Yalnızlığa, yalnızlığımıza hayran olarak buluruz kendimizi birden. Kırık hayallerimizdir artık bizi biz yapan.
Romantik-komediler izlemeyiz, el ele tutuşan çiftlere imrenmeyiz, aynaya birisi için değil kendimiz için bakar oluruz zamanla. 
Radyo dinleyicisi değilimdir pek, ama arada frekanslar arasından birini beğenip dinlerim. Düşünür bulurum her seferinde kendimi. "Şu an bu frekansta bu yayını, bu şarkıyı dinleyen kaç kişi var acaba?", "Bu şarkıyla anılarında boğulan kaç kişi var?", "Bu şarkının girişini seven biri bu şarkıyı kaçırmıyordur umarım" derim ya da kendi kendime.
O an bunları düşünürüm ama tesadüfleri önemsediğimden değil. Müzik ruhları birleştirir bence. 
Bir şarkının nakaratının bir yerinde tam olarak, söylerken benim içimde bir şeyler kıpırdanıyorsa, nakaratın aynı yerinde içinde bir şeyler kıpırdanan başka biri beni mutlu eder.
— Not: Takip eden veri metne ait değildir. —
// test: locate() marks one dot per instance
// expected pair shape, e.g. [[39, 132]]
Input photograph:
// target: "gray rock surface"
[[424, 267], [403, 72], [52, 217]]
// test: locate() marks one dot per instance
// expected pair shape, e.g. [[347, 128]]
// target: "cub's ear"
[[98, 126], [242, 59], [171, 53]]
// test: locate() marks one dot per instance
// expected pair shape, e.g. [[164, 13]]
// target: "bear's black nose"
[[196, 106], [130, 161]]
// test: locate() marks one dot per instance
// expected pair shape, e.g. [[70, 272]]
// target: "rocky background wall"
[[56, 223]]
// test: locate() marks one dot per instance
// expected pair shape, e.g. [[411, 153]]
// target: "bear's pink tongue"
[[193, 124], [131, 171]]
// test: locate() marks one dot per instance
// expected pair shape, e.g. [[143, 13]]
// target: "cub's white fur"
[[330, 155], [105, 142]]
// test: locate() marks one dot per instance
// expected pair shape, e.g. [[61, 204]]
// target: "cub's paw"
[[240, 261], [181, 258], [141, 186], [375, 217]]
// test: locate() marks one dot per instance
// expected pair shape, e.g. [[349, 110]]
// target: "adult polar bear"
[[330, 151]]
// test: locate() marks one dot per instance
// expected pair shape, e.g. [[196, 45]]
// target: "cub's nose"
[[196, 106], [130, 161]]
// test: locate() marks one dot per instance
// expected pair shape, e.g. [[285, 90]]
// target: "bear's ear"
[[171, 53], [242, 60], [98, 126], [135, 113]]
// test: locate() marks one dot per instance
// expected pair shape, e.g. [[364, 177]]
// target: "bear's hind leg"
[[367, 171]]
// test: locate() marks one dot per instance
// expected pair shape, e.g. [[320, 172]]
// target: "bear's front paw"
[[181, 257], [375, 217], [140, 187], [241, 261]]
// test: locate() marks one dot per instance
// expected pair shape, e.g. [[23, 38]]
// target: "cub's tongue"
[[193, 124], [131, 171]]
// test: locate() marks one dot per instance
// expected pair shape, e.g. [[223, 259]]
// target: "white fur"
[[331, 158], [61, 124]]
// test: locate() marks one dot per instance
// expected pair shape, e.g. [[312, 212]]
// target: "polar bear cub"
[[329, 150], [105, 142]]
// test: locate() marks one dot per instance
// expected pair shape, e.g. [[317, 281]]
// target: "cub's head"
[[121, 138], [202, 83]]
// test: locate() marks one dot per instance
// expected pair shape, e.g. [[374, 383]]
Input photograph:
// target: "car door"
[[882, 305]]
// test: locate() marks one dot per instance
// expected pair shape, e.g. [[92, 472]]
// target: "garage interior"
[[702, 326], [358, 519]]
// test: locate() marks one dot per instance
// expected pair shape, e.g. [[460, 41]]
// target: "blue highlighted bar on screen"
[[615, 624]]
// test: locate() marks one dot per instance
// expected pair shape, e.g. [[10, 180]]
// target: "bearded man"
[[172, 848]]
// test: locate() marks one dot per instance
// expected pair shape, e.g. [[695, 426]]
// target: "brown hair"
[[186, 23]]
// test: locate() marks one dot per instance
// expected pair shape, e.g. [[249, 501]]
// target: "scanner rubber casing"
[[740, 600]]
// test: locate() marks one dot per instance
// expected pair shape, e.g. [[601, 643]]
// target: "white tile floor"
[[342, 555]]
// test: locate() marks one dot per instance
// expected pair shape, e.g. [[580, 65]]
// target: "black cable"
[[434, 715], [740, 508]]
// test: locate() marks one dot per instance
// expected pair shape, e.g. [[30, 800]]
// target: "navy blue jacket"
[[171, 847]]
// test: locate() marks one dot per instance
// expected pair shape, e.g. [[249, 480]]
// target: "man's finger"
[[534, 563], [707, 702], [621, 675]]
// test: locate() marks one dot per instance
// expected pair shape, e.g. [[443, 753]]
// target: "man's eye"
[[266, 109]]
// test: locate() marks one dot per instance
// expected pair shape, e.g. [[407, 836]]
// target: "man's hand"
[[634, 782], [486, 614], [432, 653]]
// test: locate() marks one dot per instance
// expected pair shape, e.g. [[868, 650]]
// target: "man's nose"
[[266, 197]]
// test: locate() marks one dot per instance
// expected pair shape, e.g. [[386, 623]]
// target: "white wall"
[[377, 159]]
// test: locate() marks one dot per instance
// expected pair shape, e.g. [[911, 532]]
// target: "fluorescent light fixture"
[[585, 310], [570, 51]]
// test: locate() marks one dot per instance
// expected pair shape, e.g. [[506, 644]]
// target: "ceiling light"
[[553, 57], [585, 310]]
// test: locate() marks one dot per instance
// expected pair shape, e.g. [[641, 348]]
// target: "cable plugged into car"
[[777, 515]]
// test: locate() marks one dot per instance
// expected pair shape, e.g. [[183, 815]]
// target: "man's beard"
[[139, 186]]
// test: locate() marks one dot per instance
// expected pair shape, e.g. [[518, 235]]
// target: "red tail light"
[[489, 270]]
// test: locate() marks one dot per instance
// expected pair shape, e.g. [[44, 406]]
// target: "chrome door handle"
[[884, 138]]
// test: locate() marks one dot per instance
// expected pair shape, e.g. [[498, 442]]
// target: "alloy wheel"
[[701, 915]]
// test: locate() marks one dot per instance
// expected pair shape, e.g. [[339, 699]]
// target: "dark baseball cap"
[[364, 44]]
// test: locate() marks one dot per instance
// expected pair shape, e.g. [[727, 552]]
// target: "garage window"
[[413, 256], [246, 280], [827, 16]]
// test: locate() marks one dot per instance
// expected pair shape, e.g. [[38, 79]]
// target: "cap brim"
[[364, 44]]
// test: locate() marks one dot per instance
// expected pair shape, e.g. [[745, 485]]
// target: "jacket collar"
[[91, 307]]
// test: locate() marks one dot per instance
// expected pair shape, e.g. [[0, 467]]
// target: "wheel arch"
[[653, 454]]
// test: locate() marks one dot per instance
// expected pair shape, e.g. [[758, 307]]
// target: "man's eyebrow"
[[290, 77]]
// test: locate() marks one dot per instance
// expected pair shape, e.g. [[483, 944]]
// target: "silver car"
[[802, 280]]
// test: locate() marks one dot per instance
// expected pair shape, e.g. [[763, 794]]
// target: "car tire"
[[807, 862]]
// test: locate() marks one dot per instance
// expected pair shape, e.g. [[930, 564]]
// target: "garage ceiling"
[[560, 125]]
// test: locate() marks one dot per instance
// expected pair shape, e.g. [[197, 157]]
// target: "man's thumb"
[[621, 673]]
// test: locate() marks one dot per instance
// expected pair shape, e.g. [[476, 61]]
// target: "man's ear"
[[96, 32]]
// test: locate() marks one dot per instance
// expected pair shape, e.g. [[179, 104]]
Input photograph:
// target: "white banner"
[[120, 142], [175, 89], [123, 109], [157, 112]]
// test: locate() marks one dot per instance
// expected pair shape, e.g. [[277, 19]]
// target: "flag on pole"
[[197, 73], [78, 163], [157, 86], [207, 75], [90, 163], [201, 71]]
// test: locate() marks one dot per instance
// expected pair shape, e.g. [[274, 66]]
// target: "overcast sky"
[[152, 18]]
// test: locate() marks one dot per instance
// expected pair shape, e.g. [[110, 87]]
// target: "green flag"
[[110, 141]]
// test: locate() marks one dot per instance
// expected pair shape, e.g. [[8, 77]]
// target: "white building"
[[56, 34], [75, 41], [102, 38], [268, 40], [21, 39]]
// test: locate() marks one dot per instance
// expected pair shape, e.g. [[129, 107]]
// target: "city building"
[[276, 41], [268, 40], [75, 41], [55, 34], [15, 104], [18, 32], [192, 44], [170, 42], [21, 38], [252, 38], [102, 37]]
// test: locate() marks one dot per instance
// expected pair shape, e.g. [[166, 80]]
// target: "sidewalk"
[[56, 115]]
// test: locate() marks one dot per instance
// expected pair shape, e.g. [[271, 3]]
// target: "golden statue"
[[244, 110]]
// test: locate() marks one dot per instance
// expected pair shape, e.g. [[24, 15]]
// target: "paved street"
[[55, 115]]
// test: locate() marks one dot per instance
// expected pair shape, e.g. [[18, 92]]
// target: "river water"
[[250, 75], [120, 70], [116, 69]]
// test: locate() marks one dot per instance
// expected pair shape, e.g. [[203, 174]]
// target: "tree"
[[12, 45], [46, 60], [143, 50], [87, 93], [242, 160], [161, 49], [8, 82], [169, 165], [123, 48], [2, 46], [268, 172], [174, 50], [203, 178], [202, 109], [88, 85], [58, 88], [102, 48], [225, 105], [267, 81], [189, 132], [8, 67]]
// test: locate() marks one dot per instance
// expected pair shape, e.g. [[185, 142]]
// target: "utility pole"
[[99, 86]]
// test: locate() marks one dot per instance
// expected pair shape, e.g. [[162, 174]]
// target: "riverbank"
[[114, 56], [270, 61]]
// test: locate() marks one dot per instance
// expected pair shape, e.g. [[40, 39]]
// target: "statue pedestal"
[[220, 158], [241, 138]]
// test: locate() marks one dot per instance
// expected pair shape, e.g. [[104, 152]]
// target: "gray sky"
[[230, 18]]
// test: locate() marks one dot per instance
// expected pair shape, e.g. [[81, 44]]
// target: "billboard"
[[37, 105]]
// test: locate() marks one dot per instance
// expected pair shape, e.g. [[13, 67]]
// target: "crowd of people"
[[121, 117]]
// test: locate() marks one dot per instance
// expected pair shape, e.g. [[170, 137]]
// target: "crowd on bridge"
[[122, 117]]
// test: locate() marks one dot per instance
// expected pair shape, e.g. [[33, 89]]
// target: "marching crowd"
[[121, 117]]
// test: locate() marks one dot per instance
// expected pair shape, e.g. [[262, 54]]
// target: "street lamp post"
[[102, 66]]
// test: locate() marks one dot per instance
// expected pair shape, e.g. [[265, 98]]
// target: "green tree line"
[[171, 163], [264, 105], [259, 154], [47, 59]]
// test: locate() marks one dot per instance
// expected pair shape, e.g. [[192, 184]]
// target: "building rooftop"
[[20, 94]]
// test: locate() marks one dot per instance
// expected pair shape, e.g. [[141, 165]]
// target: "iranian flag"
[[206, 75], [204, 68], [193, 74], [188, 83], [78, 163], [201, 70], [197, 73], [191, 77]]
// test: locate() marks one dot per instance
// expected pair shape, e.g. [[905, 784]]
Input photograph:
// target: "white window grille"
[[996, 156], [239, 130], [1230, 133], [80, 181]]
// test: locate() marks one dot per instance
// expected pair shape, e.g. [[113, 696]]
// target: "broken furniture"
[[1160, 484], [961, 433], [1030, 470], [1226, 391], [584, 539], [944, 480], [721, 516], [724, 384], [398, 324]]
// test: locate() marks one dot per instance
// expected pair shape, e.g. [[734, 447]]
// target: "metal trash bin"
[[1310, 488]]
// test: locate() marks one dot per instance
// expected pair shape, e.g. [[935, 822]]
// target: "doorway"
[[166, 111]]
Böyle birinin varlığının olduğunu bilmek bile beni mutlu etmeye yeter, evet.
Bu benim tesadüflere inanmadığımı da göstermez tabi, inandığımı da göstermez keza.
Ben aşkın neresindeyim onu bilmiyorum zira.. Bunun kararını vermek bile yeterince zorken, bir de tesadüfler için hazırlayamam kendimi. 
Bırakınız hayat gelsin size tüm yönleriyle.. Güzel, kötü, rassal olan ne varsa bulsun sizi. Yaşadıkça bunun kararını veririz zaten. 
Nitekim "Ölü Ozanlar Derneği" adlı filmden iki kelimelik bir alıntı yapmadan da geçemeyeceğim..
"Carpe diem/Anı yaşa" ; )
Sanırım en güzeli bu.*

Malum şarkının sözlerini de ekleyeyim, zevkle.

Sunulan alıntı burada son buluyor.